Mindfulness is something Dr Chong constantly reminds himself and his staff to practise, as “what will happen, will happen”.
“(We give families) anticipatory guidance, like writing a will or doing an LPA (Lasting Power of Attorney) or ACP (Advance Care Planning), you know, just telling them to get that sorted. But once it’s done, live. Because you don’t know when it’s going to end,” he said.
And end it will. But palliative care in general has a lot to teach about how we talk about death especially amid the COVID-19 pandemic, noted Dr Chong.
“Try to normalise it.
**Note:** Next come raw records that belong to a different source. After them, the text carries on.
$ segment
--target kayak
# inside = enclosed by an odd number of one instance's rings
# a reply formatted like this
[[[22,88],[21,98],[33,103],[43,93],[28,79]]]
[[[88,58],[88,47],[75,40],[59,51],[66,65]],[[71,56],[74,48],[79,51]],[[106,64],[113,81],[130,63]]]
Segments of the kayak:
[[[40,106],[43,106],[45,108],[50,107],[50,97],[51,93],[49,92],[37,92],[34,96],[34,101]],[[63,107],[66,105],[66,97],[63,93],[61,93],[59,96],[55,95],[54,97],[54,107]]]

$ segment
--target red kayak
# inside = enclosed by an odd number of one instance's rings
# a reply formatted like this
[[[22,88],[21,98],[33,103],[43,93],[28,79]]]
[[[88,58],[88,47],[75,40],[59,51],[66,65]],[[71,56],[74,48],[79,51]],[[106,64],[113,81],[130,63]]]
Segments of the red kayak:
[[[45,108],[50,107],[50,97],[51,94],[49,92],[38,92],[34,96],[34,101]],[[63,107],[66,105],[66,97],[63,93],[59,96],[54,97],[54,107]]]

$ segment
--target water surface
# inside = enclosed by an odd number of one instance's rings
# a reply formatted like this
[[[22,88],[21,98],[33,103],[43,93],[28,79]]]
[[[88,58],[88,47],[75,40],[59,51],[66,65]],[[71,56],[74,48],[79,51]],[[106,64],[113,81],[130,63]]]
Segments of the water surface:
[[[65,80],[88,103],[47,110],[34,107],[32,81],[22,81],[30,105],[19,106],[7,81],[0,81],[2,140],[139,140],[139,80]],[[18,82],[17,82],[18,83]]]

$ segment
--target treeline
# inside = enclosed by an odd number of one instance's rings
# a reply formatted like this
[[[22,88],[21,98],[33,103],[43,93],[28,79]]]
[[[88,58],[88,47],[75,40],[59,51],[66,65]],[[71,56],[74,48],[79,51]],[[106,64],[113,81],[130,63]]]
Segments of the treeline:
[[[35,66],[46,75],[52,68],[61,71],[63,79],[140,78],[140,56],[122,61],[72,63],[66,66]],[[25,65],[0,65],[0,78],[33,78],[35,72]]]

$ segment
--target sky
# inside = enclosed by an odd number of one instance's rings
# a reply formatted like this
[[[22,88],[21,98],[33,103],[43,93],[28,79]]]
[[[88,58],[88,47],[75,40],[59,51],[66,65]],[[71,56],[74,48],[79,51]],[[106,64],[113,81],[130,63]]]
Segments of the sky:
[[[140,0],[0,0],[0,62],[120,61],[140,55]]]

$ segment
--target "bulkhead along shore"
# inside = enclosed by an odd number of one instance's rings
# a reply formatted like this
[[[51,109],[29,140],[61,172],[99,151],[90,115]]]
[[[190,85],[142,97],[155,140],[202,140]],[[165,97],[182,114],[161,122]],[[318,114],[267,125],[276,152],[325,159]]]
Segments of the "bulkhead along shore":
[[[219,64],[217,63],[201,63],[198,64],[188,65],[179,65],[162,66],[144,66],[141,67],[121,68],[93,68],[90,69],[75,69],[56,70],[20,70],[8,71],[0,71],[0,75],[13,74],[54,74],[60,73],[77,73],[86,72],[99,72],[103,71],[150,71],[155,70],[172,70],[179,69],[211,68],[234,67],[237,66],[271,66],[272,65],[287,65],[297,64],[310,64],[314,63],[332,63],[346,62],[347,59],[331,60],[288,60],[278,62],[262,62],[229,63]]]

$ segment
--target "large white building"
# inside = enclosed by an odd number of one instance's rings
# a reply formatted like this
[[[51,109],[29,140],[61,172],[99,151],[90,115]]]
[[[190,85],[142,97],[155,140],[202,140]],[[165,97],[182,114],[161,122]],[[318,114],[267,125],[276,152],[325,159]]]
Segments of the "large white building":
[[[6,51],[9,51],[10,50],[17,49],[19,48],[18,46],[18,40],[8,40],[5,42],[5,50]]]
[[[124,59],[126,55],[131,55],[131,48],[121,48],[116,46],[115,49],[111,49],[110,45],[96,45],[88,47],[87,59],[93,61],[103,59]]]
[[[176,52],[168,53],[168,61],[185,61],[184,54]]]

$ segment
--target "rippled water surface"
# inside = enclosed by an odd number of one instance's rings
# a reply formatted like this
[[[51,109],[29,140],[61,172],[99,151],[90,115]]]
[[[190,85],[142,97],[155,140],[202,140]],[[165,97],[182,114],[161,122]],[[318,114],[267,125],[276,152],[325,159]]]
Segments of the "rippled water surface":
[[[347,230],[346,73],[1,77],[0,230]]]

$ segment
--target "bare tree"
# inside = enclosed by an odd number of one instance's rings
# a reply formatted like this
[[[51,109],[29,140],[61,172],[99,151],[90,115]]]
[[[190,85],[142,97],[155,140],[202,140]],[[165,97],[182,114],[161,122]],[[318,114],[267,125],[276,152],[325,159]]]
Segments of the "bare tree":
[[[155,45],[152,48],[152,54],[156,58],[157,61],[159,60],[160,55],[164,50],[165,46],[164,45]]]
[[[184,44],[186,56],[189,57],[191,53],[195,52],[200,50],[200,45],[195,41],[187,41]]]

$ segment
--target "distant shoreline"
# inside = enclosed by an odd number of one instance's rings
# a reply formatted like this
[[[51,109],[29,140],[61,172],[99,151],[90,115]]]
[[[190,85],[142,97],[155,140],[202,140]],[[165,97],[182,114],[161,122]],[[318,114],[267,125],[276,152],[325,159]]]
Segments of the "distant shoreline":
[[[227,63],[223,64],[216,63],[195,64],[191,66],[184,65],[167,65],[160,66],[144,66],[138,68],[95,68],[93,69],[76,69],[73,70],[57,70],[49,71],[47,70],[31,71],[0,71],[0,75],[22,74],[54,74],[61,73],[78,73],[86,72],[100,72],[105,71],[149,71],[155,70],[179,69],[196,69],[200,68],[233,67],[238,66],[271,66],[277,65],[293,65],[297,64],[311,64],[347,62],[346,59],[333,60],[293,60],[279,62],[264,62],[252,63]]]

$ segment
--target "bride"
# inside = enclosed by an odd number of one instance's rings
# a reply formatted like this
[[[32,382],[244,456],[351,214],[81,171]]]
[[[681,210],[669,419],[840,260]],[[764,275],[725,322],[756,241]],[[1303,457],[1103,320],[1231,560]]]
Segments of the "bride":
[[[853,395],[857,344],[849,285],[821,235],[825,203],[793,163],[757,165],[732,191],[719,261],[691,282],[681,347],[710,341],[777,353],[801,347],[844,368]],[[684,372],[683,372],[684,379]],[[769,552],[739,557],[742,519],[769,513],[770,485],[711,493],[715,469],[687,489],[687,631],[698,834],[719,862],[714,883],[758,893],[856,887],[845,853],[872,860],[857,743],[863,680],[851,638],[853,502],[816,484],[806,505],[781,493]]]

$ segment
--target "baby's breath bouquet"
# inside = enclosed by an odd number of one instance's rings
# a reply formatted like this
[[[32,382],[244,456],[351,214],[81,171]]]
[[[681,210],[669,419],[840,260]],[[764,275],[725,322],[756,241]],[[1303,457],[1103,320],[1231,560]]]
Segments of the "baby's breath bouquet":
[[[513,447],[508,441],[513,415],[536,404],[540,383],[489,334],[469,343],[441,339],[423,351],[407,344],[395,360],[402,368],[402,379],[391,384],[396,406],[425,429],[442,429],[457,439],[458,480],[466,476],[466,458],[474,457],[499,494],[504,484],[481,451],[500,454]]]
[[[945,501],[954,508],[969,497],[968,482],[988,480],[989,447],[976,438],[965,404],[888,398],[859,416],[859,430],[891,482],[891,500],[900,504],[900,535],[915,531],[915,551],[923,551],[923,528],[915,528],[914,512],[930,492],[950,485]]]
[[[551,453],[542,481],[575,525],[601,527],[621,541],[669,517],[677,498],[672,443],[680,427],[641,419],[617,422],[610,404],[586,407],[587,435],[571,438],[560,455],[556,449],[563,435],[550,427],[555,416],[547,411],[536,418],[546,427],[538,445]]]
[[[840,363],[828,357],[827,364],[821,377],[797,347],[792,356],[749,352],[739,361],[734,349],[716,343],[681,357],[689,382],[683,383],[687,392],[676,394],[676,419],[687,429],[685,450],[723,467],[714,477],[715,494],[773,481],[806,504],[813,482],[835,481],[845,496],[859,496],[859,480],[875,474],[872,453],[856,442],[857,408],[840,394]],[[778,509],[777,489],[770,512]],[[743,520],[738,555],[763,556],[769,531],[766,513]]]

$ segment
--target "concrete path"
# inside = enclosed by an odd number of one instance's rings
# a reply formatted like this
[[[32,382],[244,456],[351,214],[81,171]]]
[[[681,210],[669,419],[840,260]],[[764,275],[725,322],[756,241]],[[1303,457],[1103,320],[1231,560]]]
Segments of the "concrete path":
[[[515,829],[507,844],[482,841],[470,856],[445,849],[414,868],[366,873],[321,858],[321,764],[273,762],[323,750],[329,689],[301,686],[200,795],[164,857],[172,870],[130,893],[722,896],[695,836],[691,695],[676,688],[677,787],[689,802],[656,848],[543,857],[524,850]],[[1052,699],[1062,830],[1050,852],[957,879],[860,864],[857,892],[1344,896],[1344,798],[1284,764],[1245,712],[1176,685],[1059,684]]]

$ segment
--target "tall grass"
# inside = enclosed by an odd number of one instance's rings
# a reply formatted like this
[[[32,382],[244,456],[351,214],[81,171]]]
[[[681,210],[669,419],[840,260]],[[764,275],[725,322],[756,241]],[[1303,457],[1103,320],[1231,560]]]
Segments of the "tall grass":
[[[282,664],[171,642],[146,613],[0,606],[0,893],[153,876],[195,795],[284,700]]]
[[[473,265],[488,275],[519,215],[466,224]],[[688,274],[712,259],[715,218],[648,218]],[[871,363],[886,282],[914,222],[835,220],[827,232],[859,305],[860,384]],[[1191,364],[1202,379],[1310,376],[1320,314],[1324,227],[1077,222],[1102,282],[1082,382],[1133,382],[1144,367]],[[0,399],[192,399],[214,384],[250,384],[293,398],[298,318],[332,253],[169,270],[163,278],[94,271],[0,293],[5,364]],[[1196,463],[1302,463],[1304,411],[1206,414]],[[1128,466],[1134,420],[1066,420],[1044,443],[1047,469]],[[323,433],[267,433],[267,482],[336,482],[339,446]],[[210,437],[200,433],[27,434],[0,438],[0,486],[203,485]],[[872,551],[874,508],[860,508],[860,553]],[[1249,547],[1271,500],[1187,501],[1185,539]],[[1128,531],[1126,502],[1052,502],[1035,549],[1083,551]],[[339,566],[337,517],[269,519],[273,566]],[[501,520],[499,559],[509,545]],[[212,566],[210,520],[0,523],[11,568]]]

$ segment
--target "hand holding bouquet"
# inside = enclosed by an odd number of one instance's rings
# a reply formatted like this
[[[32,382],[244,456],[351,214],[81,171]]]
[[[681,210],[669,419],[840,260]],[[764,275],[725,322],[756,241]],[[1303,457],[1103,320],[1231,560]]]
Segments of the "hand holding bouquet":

Bring it into the schools, into the mainstream media … When we talk more about death, it becomes less strange, less scary, and people become more comfortable over time. It’s a paradigm that just needs to shift, a culture that needs to be built up,” he said.
“The spirit thrives. Our resolve, our spirit, trumps the ravages of illness and what fate can deal us. It’s about shifting our focus from one thing to another.”
Despite the seemingly many heartbreaking moments that come with child palliative care, his job gives him hope too.
“I realise I take away more than I give … Having had the privilege to chat with so many people, I actually end up becoming stronger and even more confident in facing my own mortality. You question a lot of things about yourself, your life, your priorities as a result, and that makes me a much richer person,” he said.
“When you see how people lose so much, you start to treasure every single thing. Most of all, time, which is something that is so precious.”
He added that a bulk of the work in palliative care involves “minimising regrets”.
“We cannot tell people what to do. They have to come to their senses. Sometimes a little regret is okay, as long as they can understand what it is all about, they can still have a life,” he said.
“And that’s why I feel, given my privilege to see that, to really see, then it becomes almost necessary for me to keep championing and helping other people see that if they don’t yet.”
MEETING CHILDREN WHERE THEY’RE AT
But while the children he looks after are alive, they remain the reason Dr Chong does what he does.
“Even though you’re a child, I might come down to your level and speak with you, and ascertain what your wishes might be. With paediatric work, there’s a need to understand how different kids think and feel, and how they communicate,” he said.
“We mustn’t go in there (thinking) we’re a doctor, they’re a care recipient, they’re a mum. We are dealing with matters of life between two mortals, so come down from your moral high horse and meet them where they are, including children.”
He added: “I can morph into a child if I wanted to, and have a very childish conversation.”
And at all of 55 with a head of salt and pepper hair, Dr Chong does just that when he enters Chloe’s bedroom with this CNA journalist.
Thrilled to see her “Ah Gong” (her name for him because of his grey hair), she pulls up a xylophone app on her iPad to perform a mini-concert with the songs Amazing Grace and Noel. In response to her significant progress, Dr Chong gives her a round of applause and a peck on her cheek.
He chuckles as he spots her sapphire nails, which were freshly painted before his visit.
Then Chloe taps away on the TouchChat app that she uses to communicate. The app allows her to string together a sentence by selecting pictograms of common words she uses. Her index finger hovers over a photo of Dr Chong.
Seconds later, a mechanical voice echoes from her iPad to reveal what she typed: “Doctor Chong, congratulations! I love you.”
The feeling, as evident from his beaming smile behind his mask, is mutual.